Introduction Anti-TNF therapy is highly effective for induction and maintenance of remission in IBD. Subcutaneous agents such as adalimumab are licensed with a fixed dosing schedule irrespective of body weight.

Aims/Background We aimed to study the frequency and outcomes of dose escalation with adalimumab and evaluate any relationship to patient body weight.

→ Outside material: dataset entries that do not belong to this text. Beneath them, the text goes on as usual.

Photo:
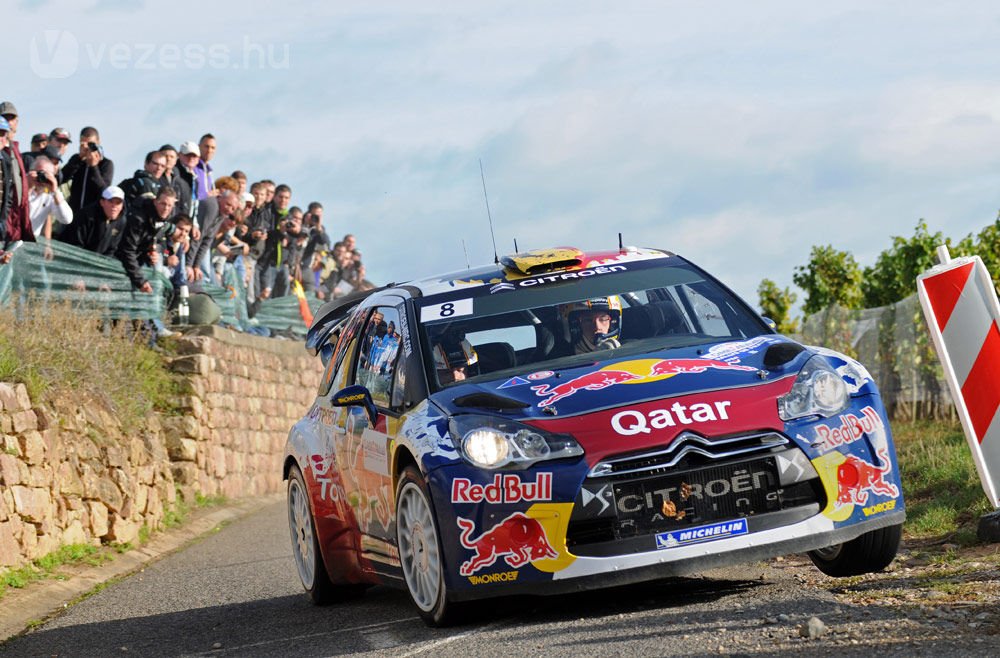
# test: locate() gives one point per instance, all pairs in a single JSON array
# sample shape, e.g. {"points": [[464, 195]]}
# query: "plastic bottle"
{"points": [[183, 308]]}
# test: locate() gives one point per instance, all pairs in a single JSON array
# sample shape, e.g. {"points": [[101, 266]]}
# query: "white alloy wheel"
{"points": [[419, 551], [300, 525]]}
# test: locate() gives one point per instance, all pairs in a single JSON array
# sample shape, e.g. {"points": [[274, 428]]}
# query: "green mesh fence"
{"points": [[894, 344], [59, 272]]}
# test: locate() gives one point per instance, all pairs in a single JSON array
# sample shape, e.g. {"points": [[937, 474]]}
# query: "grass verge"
{"points": [[60, 349], [944, 498], [51, 566]]}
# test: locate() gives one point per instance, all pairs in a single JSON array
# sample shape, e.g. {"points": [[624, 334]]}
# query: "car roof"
{"points": [[532, 263]]}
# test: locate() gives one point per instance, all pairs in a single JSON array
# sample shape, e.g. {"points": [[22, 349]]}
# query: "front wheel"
{"points": [[869, 553], [420, 552]]}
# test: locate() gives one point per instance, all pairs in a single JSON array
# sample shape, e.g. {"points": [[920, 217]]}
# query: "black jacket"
{"points": [[142, 183], [92, 231], [182, 181], [87, 182], [142, 230], [6, 195]]}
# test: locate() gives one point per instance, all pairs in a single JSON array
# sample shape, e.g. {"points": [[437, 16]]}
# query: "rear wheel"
{"points": [[305, 545], [420, 552], [871, 552]]}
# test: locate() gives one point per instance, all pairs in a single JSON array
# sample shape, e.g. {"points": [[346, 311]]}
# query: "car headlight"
{"points": [[818, 391], [491, 442]]}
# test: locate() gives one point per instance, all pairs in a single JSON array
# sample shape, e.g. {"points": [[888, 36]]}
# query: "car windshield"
{"points": [[565, 319]]}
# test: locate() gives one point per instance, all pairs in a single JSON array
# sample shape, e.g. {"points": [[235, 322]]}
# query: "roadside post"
{"points": [[962, 311]]}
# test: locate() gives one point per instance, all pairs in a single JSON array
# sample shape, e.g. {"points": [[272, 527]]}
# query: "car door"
{"points": [[362, 448]]}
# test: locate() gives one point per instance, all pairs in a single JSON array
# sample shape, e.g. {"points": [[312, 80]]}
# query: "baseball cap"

Method A retrospective study of patients who commenced ADA therapy identified from a prospectively maintain database of >3.000 patients with IBD attending a single centre.

Results n=143 patients were identified who received adalimumab (ADA) for treatment of inflammatory bowel disease. 25 patients were excluded from the final analysis due to insufficient data. Data on n=118 patients were analysed (99 patients with Crohn's Disease, 18 patients with UC, one patient with IBD-U). 62/118 (53%) were male.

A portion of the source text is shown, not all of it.